Tuesday, May 4, 2010

Day 3

Today was Day 3. I feel like my wants and needs are getting a lot easier to decipher. While at work, I see a lot of clothes that I want, but now that buying the item is no longer an option, I don't waste energy or time thinking about it after the initial feeling of want. In the past, when something caught my eye, this would be a possible thought process: "That's cute. I think I want it.*check tag* how much? *calculate employee discount* is it worth it? what could I wear it with? when can I try it on? and so on. Personally, that is a lot of thought to put into a thing.

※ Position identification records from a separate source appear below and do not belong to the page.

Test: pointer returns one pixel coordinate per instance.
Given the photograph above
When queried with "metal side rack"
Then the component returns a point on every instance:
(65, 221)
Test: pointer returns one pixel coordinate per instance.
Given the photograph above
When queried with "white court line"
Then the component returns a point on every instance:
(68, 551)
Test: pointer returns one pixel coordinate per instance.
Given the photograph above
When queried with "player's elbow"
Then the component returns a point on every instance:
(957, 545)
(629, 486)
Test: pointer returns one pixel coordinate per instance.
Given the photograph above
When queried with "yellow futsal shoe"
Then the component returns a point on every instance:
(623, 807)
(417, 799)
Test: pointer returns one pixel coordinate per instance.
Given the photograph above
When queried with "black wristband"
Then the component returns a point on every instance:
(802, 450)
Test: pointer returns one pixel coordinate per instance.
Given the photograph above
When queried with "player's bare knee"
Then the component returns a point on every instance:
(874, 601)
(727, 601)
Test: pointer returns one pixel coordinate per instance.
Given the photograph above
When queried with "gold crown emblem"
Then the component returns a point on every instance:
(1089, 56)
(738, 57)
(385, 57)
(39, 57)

Now that I know in advance I'm not going to buy these things, I stop considering them all together. I'm learning there is a great difference between liking something and wanting it. I can like the design on a new shirt and stand back and appreciate it, be content it exists in the universe, and move on. It's greatness. Being able to say "no" really gives me a sense of power about the whole thing.
When so much in our society is screaming at us as consumers to spend, it would be impossible to comprehend it all, to succumb to doing everything every company or brand wanted us to do. We are so bombarded with marketing strategies, advertisements, deals, and steals, the only way to make sense of it all, to survive here, is by filtering the information..we then become preoccupied by filtering, constantly filtering and filing and organizing these products that are for sale, that someone is telling us we need. If we lived without a filter, we would have no control of our lives at all, we would all be in extreme debt, and we would have more stuff than we know what to do with. The frightening thing is, people do live this way. I see people like this everyday at the mall, in restaurants and on the road. Somewhere along the way, things that we need as humans, who have been doing just fine without a Snuggy for a couple million years, got mixed up with the things we want.

By pushing these wants aside, I'm becoming more aware of what my body needs. I spent my lunch break sitting outside on the hot concrete, soaking up the warmth of the sun. It was a great relief just sitting there, not expending energy, refusing to bear the burden of big business for a while.